Quicksand – just sand and water, mixed together. Sam let her mind go to work in trying to solve the problem. Although District 10 didn't have such dangers like this, it seemed relatively simple enough on its own. If Gannet couldn't pull herself free, something must have been catching her and holding on. The murky goop would do that – but since it was just dirt and liquid, it would hold on unless stirred up. That was how she'd have gotten stuck in the first place – her weight bringing her down against the quicksand. If she could negate the pulling force, it seemed simple enough that she could work her away across the top of the goop.

"Gannet, listen to me," Sam kneeled down by the edge of the trap. "Can you kick your legs any, just side to side?"

The girl's fear was plastered all over her face as she let out a small nod. Of course, District 4 – she'd had to have been swimming all her life. Sam figured that was a start.

"Alright, just keep kicking. Stir up the stuff," Sam slowed things down, trying to talk Gannet through the process before whatever horrible thing that was coming showed up. "Once you think you have a little space, see if you can get a leg up and over the surface. I need you to try and crawl your way out of the quicksand."

"Don't try to grab her," Storm cautioned, eyes alert for danger. "She'll just pull you in, and I can't help you both."

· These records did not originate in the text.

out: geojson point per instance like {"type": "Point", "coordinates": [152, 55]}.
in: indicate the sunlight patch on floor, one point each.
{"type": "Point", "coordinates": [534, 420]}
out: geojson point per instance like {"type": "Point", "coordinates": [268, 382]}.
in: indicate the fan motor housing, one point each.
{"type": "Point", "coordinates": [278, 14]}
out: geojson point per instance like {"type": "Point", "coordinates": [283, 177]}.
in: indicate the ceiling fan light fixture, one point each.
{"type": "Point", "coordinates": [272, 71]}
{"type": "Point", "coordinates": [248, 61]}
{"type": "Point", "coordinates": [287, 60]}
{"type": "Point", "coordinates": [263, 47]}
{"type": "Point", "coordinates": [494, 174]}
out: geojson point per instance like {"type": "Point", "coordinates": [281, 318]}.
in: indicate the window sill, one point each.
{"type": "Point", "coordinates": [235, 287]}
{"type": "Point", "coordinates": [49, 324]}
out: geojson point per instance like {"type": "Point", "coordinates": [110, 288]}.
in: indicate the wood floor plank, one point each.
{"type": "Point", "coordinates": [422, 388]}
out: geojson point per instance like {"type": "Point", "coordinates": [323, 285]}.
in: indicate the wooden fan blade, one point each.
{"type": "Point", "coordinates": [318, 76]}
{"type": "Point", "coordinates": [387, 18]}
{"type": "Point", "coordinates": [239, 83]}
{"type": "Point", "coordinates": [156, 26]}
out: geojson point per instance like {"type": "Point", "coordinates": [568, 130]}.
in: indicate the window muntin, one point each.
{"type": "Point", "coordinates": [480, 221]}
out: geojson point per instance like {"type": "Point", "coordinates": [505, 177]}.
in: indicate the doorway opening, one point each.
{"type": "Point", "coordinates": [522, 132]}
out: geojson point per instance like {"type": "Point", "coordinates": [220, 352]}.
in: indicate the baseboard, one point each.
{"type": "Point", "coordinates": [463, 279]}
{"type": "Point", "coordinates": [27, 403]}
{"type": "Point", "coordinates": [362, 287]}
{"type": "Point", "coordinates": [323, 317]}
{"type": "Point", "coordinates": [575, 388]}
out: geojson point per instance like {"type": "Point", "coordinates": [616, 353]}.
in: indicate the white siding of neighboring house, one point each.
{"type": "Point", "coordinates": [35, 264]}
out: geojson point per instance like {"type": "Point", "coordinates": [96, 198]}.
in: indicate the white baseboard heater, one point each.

"Come on, just a foot," Sam ignored Storm – he was not helping at all. Granted, something was making that horrible noise, and no doubt the Gamesmakers were intent on sending it right down their throats. Still, they couldn't just leave Gannet behind.

Of course, maybe Storm could.

"I'm trying!" Gannet panted, pulling her heel up and out of the surface.

"That's it, now just keep going little by little. Just swim your way out."

Sam hit gold there. Gannet took the suggestion literally, using her free food like a flipper and paddling it on the surface of the quicksand. Progress was slow, but she had made some headway – enough to bring her entire left leg out and cross half the distance to freedom.

"That's it, almost there," Sam encouraged, trying to keep a positive outlook.

"Sam…" Storm warned.

"Can you just hold on a second?" Sam felt her frustration rising with the boy from 12. Couldn't he see she was trying?

"Sam, we have no time, go now!"

Sam lifted her head up, about to say something angry and laden with bitterness when she saw the problem just as she heard it, romping out of a large hole in the canyon wall. For a third time, the pained scream trumpeted out across the canyon like a tortured epitaph – and now it had shown up in person before the three tributes, angry, enraged, and ready for a fight.

The Gamesmakers really did want another death.